A spokeswoman for Mr. de Blasio praised the Council for passing the legislation.

“We are very pleased to partner with the Council as we work to dramatically reduce our contributions to climate change, and the Mayor looks forward to signing this legislation,” said the spokeswoman, Amy Spitalnick. “The city will lead by example by retrofitting every public building with any real energy use within the next ten years, while partnering with the private sector to further reduce emissions and improve efficiency–generating billions in savings and creating thousands of jobs.”

To repeat, even if one took the most alarmist projections of human-caused climate change at face value, the above commentary is sheer nonsense. New York City’s emissions are utterly insignificant when it comes to the issue of global climate change. When Council member Constantinides warns what will happen “if we don’t act now,” that statement only makes sense if by “we” he means “the entire United States, Europe, China, and India.” If instead, by “we” he means “the people of New York City”—which in context he clearly does mean—then his statement is absurd.

Even if the entire United States and Europe agreed to a significant reduction in emissions, this would be largely symbolic without reciprocal action from China and India. Indeed, using a standard climate model and estimates of key parameters, even if the United States stopped all carbon dioxide emissions immediately and forever, the global temperature in the year 2100 would be a mere 0.2 degrees Celsius cooler than under the status quo baseline. If that’s true for the United States collectively, it should be clear that the efforts of New York City to merely reduce emissions by mid-century are completely irrelevant.

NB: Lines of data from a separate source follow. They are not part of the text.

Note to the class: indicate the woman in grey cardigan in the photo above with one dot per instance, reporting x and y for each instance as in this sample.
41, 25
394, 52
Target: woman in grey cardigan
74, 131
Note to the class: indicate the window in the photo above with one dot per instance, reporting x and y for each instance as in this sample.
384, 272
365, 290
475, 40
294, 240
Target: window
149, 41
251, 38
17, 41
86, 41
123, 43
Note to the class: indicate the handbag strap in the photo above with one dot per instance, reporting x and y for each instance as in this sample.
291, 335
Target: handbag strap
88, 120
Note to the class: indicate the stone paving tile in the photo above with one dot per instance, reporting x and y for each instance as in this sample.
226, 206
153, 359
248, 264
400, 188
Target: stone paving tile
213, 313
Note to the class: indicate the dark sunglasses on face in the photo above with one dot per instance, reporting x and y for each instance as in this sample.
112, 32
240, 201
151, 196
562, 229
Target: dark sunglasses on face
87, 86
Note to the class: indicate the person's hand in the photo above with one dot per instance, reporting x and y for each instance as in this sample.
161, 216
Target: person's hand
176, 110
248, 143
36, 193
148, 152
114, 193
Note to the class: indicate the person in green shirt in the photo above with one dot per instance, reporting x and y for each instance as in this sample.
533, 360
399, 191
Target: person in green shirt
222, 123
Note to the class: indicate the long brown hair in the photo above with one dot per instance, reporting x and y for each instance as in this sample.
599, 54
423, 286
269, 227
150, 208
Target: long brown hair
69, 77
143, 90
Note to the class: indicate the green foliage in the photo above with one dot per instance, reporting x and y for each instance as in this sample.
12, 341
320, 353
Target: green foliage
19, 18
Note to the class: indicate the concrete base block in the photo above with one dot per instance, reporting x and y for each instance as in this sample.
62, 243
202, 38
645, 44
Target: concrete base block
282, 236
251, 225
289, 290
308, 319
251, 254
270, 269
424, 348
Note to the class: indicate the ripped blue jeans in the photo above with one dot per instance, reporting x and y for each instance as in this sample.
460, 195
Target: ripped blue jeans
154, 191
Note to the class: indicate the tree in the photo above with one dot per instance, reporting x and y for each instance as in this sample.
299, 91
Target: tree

Finally, the commentary about “job creation” is likewise absurd. Even if we thought that New York City’s carbon dioxide emissions had a measurable impact on climate change—which they don’t—it still wouldn’t make sense to laud the crackdown on emissions for “creating jobs.” If that made sense, then New York City could likewise pass a mandate cutting down on the use of bricks or steel or asphalt 80 percent by 2050. As businesses scrambled to change their operations in light of the arbitrary regulation, we could see “job creation” in certain areas that were now artificially favored. Of course, the economy as a whole would suffer, because you don’t make society richer by taking away options from businesses. At best we would see an equal number of jobs “destroyed” by the new regulations, with consumers being made poorer on average.

In conclusion, when it comes to New York City’s bill to cut emissions, we don’t need to get into the details of the climate models to assess the plausibility of their assumptions. Even if the apocalyptic vision painted by Al Gore and others is perfectly true—which it’s not—measures limiting the emissions from individual cities are utterly absurd. They epitomize the prevalence of symbolism over science in our climate change policy debates.